Мое сердце сжимается от его безразличия, и я моргаю. Я не ожидала, что он остановится. Что-то ударяет меня в грудь. Волнение. Страх. Возможно, и то, и другое. Этот парень… он идеален во всех отношениях для девушки с временной жизнью. Моя голова предупреждает о нем, в то время как сердце умоляет удержать его.
Все мое тело наполняет незнакомая боль, а затем Линкольн прикасается ко мне.
— Прости, что не сказал тебе.
Я дышу с трудом, не готовая к его словам и прикосновениям. В этом есть смысл, глубина и печаль, как будто он извиняется за нечто большее, нежели «привет, кстати, у меня есть ребенок». Хмурю брови.

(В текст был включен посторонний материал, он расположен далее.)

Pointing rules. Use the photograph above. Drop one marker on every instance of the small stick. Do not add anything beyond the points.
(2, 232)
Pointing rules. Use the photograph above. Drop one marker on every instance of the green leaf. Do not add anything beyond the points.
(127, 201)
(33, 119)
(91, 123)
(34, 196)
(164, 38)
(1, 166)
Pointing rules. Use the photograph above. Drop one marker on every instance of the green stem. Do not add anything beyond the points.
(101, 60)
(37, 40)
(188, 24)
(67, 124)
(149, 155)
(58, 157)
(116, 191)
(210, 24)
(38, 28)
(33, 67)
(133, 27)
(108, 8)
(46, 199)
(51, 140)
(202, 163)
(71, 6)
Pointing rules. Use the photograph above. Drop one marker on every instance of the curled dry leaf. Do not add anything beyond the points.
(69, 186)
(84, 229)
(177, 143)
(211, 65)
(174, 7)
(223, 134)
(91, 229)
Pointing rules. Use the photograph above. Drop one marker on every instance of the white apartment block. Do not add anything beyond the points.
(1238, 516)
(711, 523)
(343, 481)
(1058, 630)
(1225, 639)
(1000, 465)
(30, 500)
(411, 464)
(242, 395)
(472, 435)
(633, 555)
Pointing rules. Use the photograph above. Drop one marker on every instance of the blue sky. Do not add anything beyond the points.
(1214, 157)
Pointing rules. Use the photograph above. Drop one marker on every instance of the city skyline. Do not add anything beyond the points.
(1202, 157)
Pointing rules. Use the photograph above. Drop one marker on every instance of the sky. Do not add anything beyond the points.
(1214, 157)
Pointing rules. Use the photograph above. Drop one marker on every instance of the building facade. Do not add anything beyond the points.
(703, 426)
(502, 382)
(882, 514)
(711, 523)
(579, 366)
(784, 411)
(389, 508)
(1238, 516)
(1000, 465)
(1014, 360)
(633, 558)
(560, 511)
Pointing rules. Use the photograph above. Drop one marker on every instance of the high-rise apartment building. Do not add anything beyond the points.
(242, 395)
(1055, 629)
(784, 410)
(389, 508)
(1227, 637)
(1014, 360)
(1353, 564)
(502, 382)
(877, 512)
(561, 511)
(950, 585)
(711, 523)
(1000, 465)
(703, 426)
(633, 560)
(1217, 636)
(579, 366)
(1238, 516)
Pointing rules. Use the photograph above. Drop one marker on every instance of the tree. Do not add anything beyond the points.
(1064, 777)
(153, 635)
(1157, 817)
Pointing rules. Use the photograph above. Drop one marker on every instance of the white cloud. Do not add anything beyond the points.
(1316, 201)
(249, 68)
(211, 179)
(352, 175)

— Хорошо. — Я не жду от него извинений, но опять же, это Линкольн. Я не ожидаю ничего из того, что он делает. Он ворвался в мою жизнь, и теперь я не могу игнорировать его, даже если бы захотела.
Он кивает.
— Хорошо.
Достав рисунок из кармана, протягиваю его ему.

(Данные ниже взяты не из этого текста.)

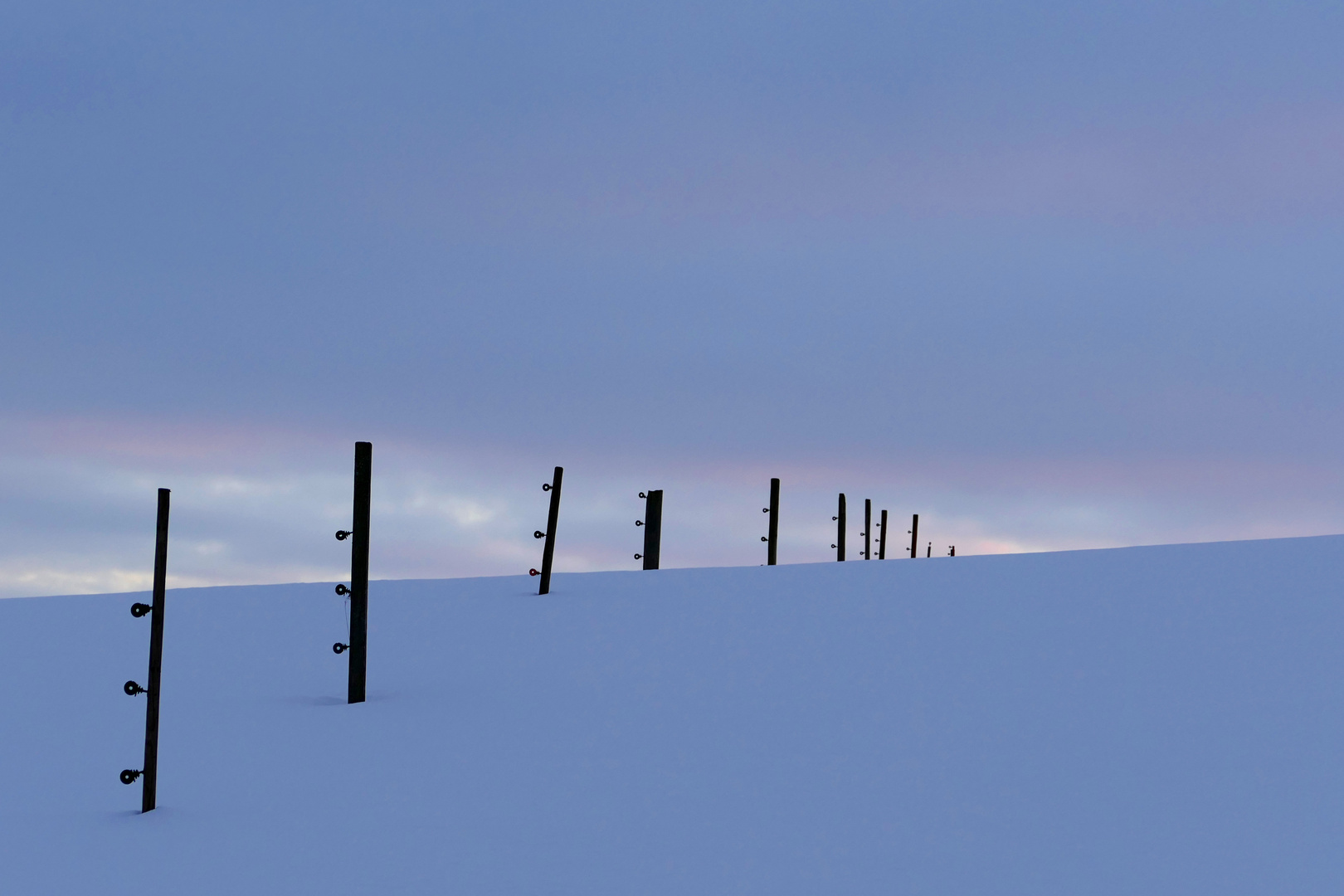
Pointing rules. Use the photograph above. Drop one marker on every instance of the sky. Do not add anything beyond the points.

— Он нарисовал это для меня.
— Кто? — Линкольн хмурит брови, наши пальцы соприкасаются, когда он берет рисунок.
— Атлас?
Я киваю.
— Ага.
Он не отводит глаз от рисунка. Указываю на бар вдалеке.
— Я должна вернуться к работе. — И впервые за две недели, с тех пор, как встретила этого мужчину, я, наконец, ухожу. Я не могу понять, в чем заключается изменение. Но у меня остался один вопрос. Что он хочет от меня?
ГЛАВА 21
Машина для разделывания — машина, используемая на консервных заводах для обезглавливания, удаления плавников и потрошения рыбы.

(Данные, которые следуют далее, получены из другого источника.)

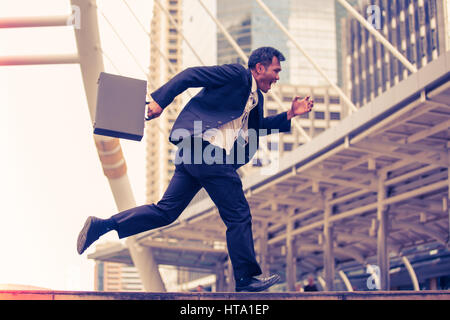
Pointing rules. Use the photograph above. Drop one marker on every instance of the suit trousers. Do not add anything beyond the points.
(224, 186)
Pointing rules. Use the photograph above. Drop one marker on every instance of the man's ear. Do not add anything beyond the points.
(259, 68)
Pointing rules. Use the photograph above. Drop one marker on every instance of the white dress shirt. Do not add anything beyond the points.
(225, 135)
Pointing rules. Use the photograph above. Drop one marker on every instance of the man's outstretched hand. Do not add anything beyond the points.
(299, 107)
(153, 111)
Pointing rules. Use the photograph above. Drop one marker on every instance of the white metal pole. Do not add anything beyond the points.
(377, 35)
(91, 63)
(347, 282)
(307, 56)
(412, 273)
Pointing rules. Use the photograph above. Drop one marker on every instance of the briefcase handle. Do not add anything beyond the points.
(146, 112)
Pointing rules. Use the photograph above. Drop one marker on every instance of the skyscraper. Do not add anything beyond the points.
(311, 22)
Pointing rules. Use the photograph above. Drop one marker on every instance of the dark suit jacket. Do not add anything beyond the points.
(225, 93)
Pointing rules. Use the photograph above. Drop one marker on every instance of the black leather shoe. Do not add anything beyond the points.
(91, 231)
(257, 284)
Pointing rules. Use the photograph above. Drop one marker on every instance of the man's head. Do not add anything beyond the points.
(265, 65)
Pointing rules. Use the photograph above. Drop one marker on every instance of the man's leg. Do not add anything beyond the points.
(224, 186)
(182, 188)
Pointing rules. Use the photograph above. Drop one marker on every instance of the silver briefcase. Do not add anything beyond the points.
(120, 110)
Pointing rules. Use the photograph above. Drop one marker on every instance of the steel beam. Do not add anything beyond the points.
(378, 36)
(38, 59)
(31, 22)
(382, 246)
(328, 254)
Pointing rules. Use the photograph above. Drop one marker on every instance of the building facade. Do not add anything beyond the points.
(311, 22)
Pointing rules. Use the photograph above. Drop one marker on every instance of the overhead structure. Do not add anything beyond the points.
(366, 191)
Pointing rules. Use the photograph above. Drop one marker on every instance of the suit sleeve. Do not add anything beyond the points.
(278, 122)
(195, 77)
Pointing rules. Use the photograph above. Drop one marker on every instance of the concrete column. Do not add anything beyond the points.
(382, 248)
(328, 254)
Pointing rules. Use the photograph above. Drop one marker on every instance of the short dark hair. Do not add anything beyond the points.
(264, 55)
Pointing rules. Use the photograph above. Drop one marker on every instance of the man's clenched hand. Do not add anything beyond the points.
(153, 111)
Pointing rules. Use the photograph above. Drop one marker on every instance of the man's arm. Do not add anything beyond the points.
(212, 76)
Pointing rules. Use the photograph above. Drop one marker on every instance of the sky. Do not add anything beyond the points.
(51, 178)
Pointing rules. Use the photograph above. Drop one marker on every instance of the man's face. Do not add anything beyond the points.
(266, 76)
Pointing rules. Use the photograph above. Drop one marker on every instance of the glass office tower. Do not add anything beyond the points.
(311, 22)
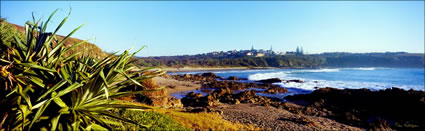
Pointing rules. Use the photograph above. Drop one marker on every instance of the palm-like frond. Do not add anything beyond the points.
(47, 89)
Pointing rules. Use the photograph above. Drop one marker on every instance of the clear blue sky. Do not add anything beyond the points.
(179, 28)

— Можно мне с кусочками шоколада?
— Ты имеешь в виду Rocky Road (прим. пер.: Rocky Road — шоколадное мороженое, также в составе орехи и зефир в виде кубиков)? — Дама за прилавком кафе-мороженого нежно улыбается Атласу.
Сын расплывается в улыбке, его глаза блестят.
— Ага. Именно. Я люблю зефир.
— Очень сильно, — поддразниваю я, подмигивая кассирше, когда она вручает Атласу рожок мороженого, и он тут же начинает вынимать все зефирки. — Сдачи не нужно, — говорю ей и кивком указываю на дверь.
Атлас следует за мной, его ботинки немного великоваты, рукава куртки такие же.
— Ты не будешь, папочка?
Я улыбаюсь ему, закатывая рукава, чтобы он не испачкал их мороженым.
— Я рассчитываю, что ты дашь мне немного своего.
Он поднимает рожок вверх.
— У тебя должно быть свое.
Наклонившись, откусываю и тут же жалею, потому что зубы сводит от холода.
— Я удивлен, что ты голоден после всего, что съел. — Не желая ссориться с отцом из-за того, что он взял Атласа в бар, когда мы оттуда ушли, я повел сына на пиццу. А потом за мороженным.
— Она красивая. Она мне нравится, — говорит Атлас, идя рядом со мной и пытаясь запрыгнуть в каждую лужу на нашем пути. Штаны промокли до колен, но ему все равно.